Okay, that makes things a bit simpler. Since the points are already spaced and ordered along z, I think what I would recommend is using functions that are parameterized by the z coordinate, rather than having a separate parameter t. This will reduce the number of degrees of freedom in the problem.
In other words, the solution will be a pair of functions x(z) and y(z) that give the curve's x and y locations for a given z.
If we're using polynomials (which seems like a good place to start), the first thing to do is to pick a degree. Lower degrees will give a smoother curve, while higher ones will fit the data more closely...you'll have to experiment to find what works best. Degree 3 (cubic) is probably a good place to start.

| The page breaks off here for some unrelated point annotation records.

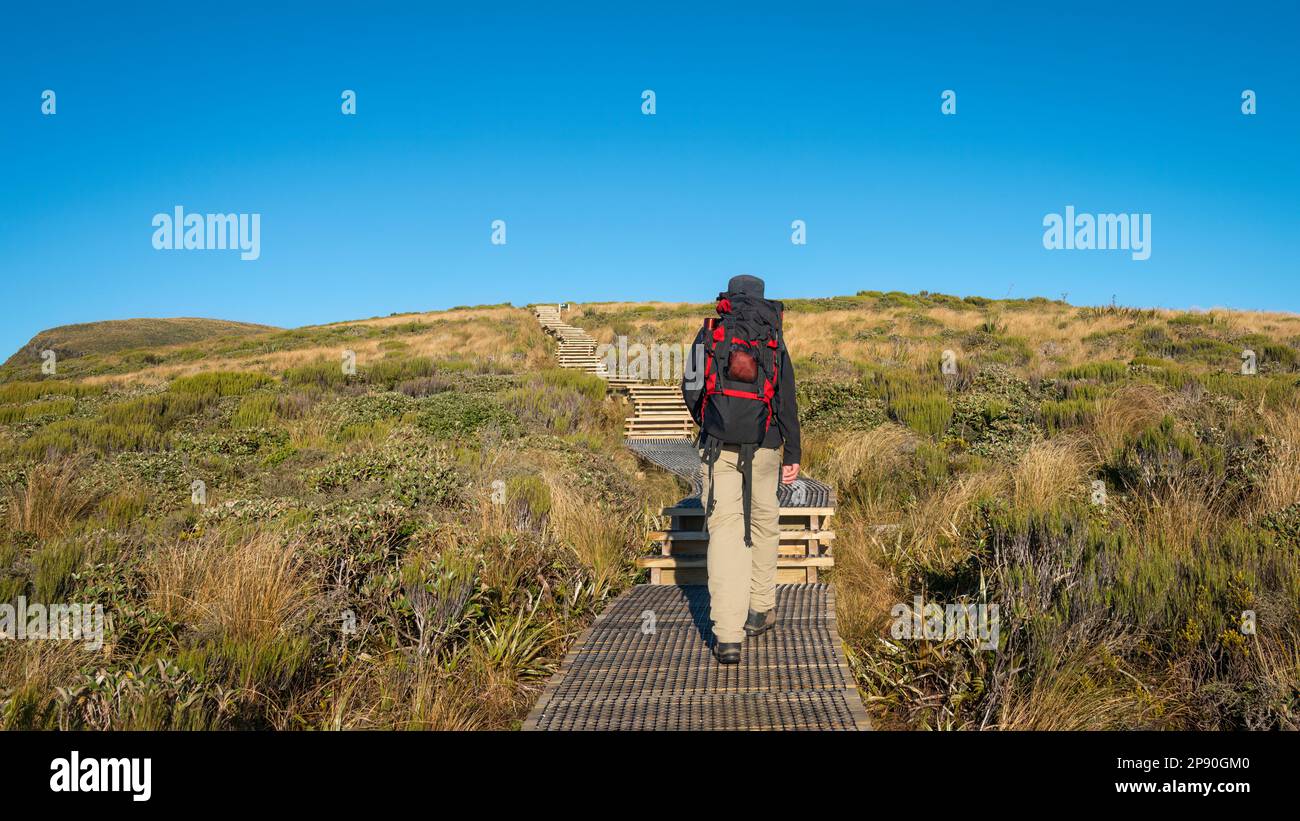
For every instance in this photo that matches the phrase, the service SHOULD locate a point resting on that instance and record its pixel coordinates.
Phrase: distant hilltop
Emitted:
(113, 335)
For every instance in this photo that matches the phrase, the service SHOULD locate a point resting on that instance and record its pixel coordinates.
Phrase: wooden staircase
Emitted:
(804, 547)
(658, 412)
(576, 348)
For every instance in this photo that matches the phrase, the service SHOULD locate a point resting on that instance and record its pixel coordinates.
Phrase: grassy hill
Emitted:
(416, 543)
(122, 338)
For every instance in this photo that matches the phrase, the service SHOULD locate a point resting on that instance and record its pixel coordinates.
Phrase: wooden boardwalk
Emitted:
(645, 663)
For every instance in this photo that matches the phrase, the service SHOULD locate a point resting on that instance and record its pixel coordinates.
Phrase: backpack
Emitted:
(742, 366)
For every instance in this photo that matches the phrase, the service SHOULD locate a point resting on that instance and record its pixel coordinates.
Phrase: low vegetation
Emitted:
(285, 542)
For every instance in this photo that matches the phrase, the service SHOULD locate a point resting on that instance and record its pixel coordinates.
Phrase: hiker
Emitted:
(744, 402)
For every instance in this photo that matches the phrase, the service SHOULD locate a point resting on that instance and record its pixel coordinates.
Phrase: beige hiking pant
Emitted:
(741, 578)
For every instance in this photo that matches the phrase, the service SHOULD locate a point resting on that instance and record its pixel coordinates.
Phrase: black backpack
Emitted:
(741, 369)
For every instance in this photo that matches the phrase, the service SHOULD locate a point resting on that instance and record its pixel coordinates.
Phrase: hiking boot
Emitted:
(727, 652)
(758, 624)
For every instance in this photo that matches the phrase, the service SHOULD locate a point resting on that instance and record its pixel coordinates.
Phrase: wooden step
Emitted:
(694, 569)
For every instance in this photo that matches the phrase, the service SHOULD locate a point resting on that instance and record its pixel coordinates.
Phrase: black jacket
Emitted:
(785, 422)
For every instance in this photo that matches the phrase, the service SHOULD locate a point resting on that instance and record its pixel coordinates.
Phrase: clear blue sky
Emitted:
(766, 113)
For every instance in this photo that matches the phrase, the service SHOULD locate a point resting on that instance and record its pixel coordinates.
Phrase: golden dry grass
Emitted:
(242, 587)
(1047, 474)
(50, 503)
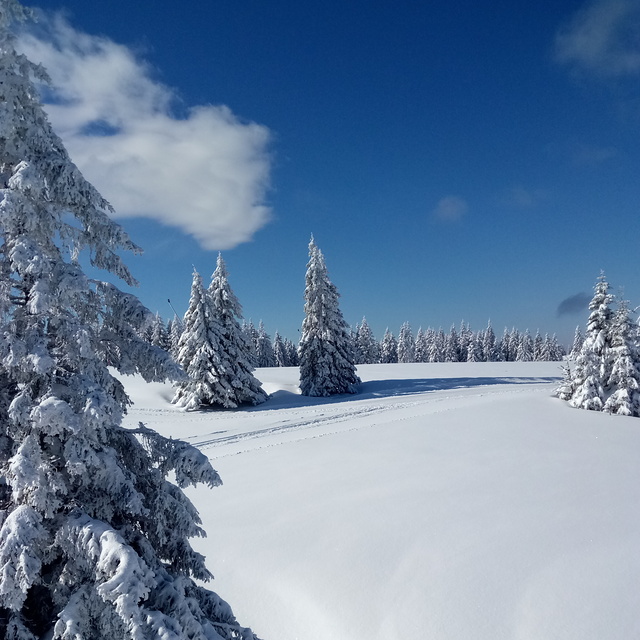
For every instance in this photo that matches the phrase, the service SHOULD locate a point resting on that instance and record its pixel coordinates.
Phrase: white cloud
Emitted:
(206, 174)
(522, 198)
(602, 38)
(450, 209)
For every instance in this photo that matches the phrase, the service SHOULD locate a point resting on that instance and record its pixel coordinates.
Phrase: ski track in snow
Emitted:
(290, 420)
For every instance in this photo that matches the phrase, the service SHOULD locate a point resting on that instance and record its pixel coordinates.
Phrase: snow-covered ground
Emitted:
(445, 501)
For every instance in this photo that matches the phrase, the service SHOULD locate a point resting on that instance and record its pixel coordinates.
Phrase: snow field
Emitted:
(445, 501)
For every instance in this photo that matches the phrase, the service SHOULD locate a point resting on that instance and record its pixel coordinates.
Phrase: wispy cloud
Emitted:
(573, 305)
(522, 198)
(602, 38)
(450, 209)
(206, 173)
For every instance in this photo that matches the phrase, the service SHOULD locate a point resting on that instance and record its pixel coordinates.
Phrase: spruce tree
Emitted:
(367, 344)
(326, 355)
(264, 349)
(388, 348)
(452, 346)
(214, 350)
(280, 351)
(94, 536)
(422, 346)
(624, 380)
(585, 381)
(406, 344)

Let's let 'n' be the degree. I'll use a_i and b_i to refer to the coefficients of the x and y polynomials, respectively, where 0 \<= i \<=
n. So the x and y polynomials we are trying to solve for are:
x(z) = a_0 + z * a_1 + z\\^2 * a_2 + ... + z\\^n * a_n
y(z) = b_0 + z * b_1 + z\\^2 * b_2 + ... + z\\^n * b_n
where the a_i and b_i are unknown. Let 'm' be the number of data points and x_j, y_j, z_j be their coordinates, where 1 \<= j \<= m. Then the constraints we are trying to satisfy are:
x(z_1) = x_1, y(z_1) = y_1
x(z_2) = x_2, y(z_2) = y_2
x(z_m) = x_m, y(z_m) = y_m
This forms two linear systems of m equations in n unknowns, one for x and one for y. Since m > n the system is overdetermined and doesn't have an exact soluton, but we can still use least squares to find the approximate solution with the smallest mean-squared-error.